After the student’s research turned up several examples of NINA artifacts, the Times reporter, Mark Bulik, conducted a search of his newspaper’s data base. The earliest example Bulik found dates back to Nov. 10, 1854, in a classified ad for a nanny. It was the first of 29 instances that Bulik found showing No Irish Need Apply stipulations. In addition, he found many more classifieds stating that applicants be Protestant, suggesting a prejudice against Irish Catholic immigrants.

It has long been said that “the truth will set you free.” Finally, to the naysayers, we have the proof.

Good Reading on the Vatican Curia and Whitey & the FBI
– The New Yorker magazine continues to be one of the sharpest fact-driven investigative journals publishing today. In the Sept. 14 issue there is an excellent update on Pope Francis’s efforts to reform the Vatican Curia, by Alexander Stille. In the Sept. 21 issue, Patrick Radden Keefe, who grew up in Dorchester, takes a further look at the FBI and its long-term relationship with alleged informant Whitey Bulger that tries to answer the question of who worked for whom in the FBI-Bulger arrangement. 

RANDOM CLIPPINGS

Weeks after the Irish water rates protesters hit the streets, thousands are still protesting in Dublin, not about the rates but about criminal charges brought against protesters in Tallaght. … Minister of the Environment Mark Durkin of the SDLP is considering licensing all bonfires in the North. … New British Labour Party leader Jeremy Corbyn has come out as a supporter of a united Ireland. … The VW “Gotcha” cost in Europe is 6.5 billion euros; Ireland has been hit heavily. … The Pawtucket Red Sox (only 50 miles from Boston) move to Providence has been killed and the PawSox are looking for another field to play on. … Monica McWilliams, founder of the NI Womens Coalition, will speak at BC’s Devlin Hall at 5 p.m. on Wed., Dec. 9. … BC will host two fine Irish writers onto campus this fall, Paul Murray and Kevin Barry. Call BC Irish Studies for times and venues.

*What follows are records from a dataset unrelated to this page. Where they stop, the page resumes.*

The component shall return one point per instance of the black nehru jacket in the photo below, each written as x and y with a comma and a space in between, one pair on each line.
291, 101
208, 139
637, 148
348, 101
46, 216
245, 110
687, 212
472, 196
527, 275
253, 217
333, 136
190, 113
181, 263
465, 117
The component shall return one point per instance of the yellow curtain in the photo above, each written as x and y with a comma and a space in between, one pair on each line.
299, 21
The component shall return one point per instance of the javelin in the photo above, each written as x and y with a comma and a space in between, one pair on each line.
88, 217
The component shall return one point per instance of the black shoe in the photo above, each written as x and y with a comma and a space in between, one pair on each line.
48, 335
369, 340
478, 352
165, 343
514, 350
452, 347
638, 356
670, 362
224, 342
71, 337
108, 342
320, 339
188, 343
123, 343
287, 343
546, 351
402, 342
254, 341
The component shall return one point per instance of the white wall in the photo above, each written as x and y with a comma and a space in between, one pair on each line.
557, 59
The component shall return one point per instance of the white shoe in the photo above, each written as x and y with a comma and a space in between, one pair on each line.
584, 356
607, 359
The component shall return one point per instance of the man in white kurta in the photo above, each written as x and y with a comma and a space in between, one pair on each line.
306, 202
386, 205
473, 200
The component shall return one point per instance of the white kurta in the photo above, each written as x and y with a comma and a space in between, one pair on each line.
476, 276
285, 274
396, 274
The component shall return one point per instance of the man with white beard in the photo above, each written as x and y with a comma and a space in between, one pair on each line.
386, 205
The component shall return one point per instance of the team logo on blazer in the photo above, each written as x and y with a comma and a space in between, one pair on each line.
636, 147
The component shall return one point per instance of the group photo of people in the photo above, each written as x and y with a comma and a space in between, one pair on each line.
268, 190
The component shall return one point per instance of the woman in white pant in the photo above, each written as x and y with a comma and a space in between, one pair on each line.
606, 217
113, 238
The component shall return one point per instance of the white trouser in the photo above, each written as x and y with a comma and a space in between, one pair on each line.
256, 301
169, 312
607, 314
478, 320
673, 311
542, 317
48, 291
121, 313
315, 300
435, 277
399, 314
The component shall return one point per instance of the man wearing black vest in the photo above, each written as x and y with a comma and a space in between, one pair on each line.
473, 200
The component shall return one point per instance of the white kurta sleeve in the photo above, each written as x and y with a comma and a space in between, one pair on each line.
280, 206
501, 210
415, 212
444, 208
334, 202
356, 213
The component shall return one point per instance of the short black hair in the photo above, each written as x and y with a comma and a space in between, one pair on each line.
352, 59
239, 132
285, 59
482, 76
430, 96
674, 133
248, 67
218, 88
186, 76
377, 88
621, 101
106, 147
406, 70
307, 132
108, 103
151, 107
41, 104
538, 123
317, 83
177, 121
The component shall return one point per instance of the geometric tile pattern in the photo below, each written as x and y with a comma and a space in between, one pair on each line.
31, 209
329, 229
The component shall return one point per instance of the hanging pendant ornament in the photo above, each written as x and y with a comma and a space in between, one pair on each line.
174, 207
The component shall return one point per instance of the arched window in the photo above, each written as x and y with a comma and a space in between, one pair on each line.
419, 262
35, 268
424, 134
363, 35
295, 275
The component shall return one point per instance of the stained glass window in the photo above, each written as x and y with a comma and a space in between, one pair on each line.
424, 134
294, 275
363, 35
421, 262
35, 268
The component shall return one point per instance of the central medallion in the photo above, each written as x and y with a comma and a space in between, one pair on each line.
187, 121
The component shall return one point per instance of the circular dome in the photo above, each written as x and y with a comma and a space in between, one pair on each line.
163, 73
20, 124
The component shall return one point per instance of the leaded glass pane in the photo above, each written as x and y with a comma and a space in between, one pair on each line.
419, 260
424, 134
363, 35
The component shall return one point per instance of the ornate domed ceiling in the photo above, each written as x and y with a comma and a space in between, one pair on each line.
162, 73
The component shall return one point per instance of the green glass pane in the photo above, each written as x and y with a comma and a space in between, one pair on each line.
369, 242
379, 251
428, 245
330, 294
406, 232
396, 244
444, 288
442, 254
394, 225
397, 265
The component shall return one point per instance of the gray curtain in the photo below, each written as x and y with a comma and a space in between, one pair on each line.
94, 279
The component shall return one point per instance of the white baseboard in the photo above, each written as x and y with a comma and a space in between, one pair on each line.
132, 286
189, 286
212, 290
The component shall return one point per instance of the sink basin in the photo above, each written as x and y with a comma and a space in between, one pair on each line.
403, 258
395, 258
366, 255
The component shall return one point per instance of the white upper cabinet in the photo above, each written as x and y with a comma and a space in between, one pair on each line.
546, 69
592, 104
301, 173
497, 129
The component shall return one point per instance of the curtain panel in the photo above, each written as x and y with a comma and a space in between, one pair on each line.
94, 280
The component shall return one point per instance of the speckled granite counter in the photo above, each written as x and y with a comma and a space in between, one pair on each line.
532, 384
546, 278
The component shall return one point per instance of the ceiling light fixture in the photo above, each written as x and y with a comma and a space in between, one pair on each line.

US Sen. Elizabeth Warren has the IRS in her sights as she pushes to end lucrative tax breaks for private equity managers. … Thought it might be a typo, but happily it’s true that the Irish government expects the domestic economy to grow by a stunning 6 percent this year. … Irish President Michael D. Higgins is suggesting that local housing authorities should apologize to the homeless for the lack of social housing services. … Ireland’s biggest hotel group is looking to purchase the well-positioned Gresham Hotel in Dublin for $67 million. … An immigration reform group is readying a large TV ad buy that will embarrass Ted Cruz, Donald the Draft Dodger, and Scott Walker, who has already left the campaign trail. … Mass. AG Maura Healey is looking closely at pipeline routes that would cut across conservation land in the Bay State and New Hampshire. … Glad to see that Dorchester’s Carney Hospital has turned the financial corner. It is looking at breaking even for the first time in years. … Regulators are eyeing some Big Pharma cost increases that have some cholesterol-lowering drugs costing $14,000 a year and other medications that are now priced in the $100,000 and up range. Pharma cites research costs, but many drug companies pay more to advertise than for research. … “Spotlight,” the tale of the Boston Globe’s Pulitzer Prize series on priestly sexual abuse, will be shown at the Hamptons International Film Festival in October, and will be on screens in theaters Nov. 6.